O universo da história de “Y – O Último Homem“, espelho do nosso, é patriarcal e profundamente marcado por um binarismo de gênero, em que só há a possibilidade de gênero masculino e feminino e estes são obrigatoriamente correspondentes ao sexo biológico e que, dentre suas manifestações, têm na função social do gênero a mais palpável. Nessa lógica, a figura masculina (e, portanto, do homem) ocupa posições e carreiras relativas a suas ditas “características inatas”, como ativa, líder, provedora, dentre outros, e a figura feminina (e da mulher) exerce papéis e carreiras relacionados à submissão, cuidado, delicadeza e tudo o mais que não caiba no masculino.

Tendo a quase extinção dos homens como premissa, é natural que questionamentos a respeito da identidade de gênero e dos femininos possíveis perpassarão a obra como um todo, fazendo parte tanto de conflitos principais quanto de tramas secundárias, de conflitos coletivos e também individuais. Esses questionamentos estão presentes nos três personagens principais que se desviam, cada um à sua maneira, da norma do binarismo de gênero do mundo pré-praga: Yorick não é suficiente másculo, agente 355 não está dentro dos padrões de feminilidade e a Dra. Allison, lésbica, não corresponde às expectativas heteronormativas que acompanham a dicotomia de gênero.

Yorick e 355: identidades mutáveis que fogem das normas

Y - O Último Homem

Yorick, é, como a maioria dos protagonistas de histórias de ficção científica, um jovem branco e hétero de classe média. As semelhanças cessam aí, pois Yorick não performa masculinidade como os heróis tradicionais. É uma enciclopédia da cultura pop, formado em literatura, fraco atleticamente e romântico em sua busca incansável por sua namorada, que se encontrava do outro lado do mundo no momento da extinção e a quem tenta permanecer fiel, mesmo sendo o último homem do mundo. Por essas e outras características, Yorick chega a ser alvo de piada, não sendo considerado viril o bastante por algumas personagens.

Ao longo da história de “Y – O Último Homem“, além de desenvolver as características necessárias ao amadurecimento, tais como responsabilidade e seriedade, Yorick desenvolve também a empatia e a capacidade de reconhecer suas próprias limitações, sem que isso se torne um motivo de insegurança.

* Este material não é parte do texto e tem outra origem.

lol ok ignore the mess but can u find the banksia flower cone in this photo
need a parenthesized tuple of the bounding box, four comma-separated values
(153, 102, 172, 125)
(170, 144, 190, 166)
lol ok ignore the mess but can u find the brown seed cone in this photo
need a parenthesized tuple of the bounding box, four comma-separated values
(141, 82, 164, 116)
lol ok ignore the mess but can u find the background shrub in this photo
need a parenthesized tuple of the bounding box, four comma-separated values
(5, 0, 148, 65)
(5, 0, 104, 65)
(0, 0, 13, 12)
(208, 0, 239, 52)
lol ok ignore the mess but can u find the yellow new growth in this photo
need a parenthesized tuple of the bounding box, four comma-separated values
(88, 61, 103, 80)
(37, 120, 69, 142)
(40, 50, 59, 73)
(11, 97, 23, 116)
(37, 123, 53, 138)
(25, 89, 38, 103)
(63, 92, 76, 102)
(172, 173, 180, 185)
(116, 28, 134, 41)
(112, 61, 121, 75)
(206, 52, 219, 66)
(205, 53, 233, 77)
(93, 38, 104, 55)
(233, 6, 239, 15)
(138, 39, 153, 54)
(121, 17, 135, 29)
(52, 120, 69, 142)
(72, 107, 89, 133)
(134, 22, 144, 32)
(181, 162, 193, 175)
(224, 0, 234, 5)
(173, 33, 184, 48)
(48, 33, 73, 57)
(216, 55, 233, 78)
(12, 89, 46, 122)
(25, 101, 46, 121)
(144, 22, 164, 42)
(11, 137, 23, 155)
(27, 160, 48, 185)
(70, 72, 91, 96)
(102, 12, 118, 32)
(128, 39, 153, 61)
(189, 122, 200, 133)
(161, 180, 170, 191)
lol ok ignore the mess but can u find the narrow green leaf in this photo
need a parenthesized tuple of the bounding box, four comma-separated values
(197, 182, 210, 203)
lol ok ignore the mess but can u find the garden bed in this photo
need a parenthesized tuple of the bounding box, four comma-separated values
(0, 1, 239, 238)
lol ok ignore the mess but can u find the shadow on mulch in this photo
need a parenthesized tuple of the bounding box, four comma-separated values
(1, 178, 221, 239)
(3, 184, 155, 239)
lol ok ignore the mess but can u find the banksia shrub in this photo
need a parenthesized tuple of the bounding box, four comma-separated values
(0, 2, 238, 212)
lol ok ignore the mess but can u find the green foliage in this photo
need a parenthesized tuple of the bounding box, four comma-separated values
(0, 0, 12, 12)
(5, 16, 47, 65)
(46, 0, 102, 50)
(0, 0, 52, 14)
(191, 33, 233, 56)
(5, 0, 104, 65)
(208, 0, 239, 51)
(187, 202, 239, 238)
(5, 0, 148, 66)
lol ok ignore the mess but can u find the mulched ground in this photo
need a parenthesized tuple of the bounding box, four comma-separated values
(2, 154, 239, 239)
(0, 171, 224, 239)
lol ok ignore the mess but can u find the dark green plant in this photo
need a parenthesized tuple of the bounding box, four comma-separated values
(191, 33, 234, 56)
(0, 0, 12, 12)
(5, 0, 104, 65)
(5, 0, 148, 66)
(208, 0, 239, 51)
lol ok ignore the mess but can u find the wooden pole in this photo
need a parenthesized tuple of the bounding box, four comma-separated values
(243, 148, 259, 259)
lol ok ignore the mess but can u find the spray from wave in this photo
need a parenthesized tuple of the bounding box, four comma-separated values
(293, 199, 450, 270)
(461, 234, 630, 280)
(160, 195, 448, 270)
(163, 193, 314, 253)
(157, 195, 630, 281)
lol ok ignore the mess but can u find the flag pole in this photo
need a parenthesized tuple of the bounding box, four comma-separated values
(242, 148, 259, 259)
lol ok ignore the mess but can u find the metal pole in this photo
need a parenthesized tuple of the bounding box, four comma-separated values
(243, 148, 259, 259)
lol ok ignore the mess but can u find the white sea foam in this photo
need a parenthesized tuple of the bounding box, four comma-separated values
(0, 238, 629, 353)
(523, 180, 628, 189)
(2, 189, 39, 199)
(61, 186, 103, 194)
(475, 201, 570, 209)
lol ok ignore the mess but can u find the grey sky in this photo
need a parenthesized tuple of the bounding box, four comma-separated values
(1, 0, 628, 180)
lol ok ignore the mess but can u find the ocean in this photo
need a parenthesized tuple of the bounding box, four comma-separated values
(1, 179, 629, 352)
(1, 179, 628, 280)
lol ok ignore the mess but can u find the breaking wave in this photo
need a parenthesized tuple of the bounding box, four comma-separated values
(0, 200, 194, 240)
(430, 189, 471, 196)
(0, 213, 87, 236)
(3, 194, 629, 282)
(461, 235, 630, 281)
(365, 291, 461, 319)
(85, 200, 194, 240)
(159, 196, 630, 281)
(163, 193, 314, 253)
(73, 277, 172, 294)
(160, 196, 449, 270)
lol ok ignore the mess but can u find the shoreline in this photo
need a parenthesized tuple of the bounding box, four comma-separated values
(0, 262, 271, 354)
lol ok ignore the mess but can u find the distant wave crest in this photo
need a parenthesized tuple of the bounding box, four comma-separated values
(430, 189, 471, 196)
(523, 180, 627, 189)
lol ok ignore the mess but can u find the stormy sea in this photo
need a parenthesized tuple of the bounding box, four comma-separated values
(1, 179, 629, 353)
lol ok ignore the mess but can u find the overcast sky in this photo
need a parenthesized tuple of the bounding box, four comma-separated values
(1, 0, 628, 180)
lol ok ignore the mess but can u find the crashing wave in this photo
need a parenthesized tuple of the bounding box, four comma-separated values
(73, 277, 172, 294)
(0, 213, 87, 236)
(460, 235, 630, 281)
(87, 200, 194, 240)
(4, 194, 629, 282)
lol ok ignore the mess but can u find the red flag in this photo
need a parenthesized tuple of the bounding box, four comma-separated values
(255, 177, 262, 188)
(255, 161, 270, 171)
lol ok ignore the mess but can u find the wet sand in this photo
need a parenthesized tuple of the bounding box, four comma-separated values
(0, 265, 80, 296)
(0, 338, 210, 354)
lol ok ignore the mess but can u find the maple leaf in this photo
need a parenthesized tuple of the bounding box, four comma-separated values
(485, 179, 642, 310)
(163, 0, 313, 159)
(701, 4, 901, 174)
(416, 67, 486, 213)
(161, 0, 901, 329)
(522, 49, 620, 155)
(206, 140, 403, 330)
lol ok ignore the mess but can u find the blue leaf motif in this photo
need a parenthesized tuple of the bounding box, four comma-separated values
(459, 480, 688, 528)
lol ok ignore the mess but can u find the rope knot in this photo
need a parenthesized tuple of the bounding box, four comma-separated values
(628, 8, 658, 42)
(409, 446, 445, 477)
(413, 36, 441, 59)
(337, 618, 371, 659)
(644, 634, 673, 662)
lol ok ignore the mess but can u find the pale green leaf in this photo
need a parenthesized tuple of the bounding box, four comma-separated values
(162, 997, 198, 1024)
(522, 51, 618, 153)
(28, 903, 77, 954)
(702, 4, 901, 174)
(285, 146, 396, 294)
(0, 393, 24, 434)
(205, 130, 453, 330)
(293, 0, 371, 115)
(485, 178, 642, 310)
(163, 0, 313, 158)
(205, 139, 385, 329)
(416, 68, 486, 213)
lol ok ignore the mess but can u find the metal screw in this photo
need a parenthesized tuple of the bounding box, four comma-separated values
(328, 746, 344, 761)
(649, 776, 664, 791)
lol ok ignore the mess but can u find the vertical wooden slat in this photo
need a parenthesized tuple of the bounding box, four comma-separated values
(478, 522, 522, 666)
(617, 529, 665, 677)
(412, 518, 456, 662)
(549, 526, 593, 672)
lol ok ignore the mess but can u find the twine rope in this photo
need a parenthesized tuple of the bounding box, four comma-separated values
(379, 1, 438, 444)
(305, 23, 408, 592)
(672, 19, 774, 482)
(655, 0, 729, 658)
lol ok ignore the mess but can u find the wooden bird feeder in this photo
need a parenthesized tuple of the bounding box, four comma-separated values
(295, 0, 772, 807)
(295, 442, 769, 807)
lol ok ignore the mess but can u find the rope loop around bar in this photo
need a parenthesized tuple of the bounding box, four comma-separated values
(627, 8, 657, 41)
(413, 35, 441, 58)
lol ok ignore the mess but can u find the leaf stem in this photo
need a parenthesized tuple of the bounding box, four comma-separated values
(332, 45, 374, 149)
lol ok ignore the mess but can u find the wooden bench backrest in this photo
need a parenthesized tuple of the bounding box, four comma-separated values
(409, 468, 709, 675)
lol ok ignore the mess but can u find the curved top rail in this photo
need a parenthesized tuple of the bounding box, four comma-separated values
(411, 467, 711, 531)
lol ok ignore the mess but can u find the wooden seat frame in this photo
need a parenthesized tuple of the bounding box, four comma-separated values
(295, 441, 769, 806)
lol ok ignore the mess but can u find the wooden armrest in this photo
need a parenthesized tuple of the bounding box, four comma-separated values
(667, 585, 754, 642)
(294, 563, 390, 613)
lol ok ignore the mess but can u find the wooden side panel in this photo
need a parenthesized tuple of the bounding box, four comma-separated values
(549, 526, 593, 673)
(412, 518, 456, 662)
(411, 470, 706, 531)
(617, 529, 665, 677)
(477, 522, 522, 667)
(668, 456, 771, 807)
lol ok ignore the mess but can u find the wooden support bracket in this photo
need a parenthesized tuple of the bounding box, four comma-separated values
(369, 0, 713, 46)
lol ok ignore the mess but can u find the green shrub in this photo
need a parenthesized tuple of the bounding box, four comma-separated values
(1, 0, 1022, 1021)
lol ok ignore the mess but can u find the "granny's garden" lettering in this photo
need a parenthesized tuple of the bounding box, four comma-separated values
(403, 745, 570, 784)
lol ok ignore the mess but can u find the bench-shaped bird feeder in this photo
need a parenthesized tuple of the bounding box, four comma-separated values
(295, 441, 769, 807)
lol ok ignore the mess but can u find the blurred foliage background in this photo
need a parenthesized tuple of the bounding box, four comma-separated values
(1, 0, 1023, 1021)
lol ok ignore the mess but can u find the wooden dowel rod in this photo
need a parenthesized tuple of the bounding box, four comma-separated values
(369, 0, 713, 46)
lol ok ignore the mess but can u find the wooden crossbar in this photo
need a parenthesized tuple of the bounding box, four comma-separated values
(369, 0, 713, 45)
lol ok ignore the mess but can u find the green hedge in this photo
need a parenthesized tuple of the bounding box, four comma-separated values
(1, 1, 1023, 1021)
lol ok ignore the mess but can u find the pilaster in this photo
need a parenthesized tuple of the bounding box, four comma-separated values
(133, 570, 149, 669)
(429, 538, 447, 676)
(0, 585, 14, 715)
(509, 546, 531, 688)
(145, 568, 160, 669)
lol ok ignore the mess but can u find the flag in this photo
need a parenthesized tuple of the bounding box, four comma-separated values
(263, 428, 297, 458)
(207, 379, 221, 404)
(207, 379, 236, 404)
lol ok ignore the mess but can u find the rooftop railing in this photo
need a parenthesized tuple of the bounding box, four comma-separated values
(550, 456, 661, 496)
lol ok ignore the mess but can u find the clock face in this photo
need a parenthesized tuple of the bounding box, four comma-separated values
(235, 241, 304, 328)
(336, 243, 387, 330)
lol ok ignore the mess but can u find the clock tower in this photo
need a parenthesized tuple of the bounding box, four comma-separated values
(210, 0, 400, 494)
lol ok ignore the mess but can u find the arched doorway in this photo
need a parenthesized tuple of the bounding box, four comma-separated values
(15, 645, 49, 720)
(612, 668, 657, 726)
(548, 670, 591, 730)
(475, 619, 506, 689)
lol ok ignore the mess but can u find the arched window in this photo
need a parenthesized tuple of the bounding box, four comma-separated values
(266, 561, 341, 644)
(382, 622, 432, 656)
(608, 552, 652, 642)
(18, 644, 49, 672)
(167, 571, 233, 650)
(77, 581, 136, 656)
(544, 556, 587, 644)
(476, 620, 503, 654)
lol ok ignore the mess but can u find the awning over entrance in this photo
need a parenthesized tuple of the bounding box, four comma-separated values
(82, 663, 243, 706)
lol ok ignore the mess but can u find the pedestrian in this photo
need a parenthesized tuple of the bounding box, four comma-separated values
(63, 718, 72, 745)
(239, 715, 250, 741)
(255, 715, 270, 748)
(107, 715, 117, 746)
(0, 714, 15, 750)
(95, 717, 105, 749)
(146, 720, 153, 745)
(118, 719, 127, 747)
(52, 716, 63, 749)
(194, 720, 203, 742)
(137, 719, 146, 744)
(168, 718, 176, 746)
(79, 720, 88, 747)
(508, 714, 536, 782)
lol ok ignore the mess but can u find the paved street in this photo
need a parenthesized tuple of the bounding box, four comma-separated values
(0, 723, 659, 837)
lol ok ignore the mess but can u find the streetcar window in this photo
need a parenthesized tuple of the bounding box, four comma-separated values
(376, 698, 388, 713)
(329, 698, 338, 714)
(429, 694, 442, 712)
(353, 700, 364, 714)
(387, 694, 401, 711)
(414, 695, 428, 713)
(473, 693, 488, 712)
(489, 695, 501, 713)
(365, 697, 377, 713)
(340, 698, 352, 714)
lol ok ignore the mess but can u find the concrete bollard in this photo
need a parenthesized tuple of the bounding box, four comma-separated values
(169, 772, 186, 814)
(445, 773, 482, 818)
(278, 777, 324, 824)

O jovem aprende a deixar de lado o “heroísmo” de arriscar-se desnecessariamente e começa a valorizar a própria vida – o que significa, em muitos momentos, confiar nas mulheres ao seu lado e deixar que elas resolvam determinados conflitos. Não por serem mulheres, mas por serem mais capacitadas.

A agente 355, membro da organização governamental Círculo Culper, é uma dessas personagens altamente capazes, de habilidades físicas e intelectuais bem acima da média. Responsável por escoltar Yorick, ela é a única personagem negra do núcleo principal e também do núcleo secundário. Se o protagonista não é “homem o suficiente”, agente 355, inicialmente, aparenta ser máscula demais para uma mulher: musculosa, alta, lutadora exímia, suas escolhas de utilizar vestimentas folgadas e cabelo curto contribuem para que os outros personagens a percebam dessa forma, e Yorick inclusive chega a chamá-la de “machorra”.

Y - O Último Homem

Ao final do quadrinho, que abarca os seis primeiros anos após a praga, nota-se que sua aparência se modificou bastante: 355 passou a deixar os cabelos longos e as roupas mais justas, em um visual mais feminino. É interessante notar que esse processo se dá de forma gradual e remete a um retorno a uma identidade perdida.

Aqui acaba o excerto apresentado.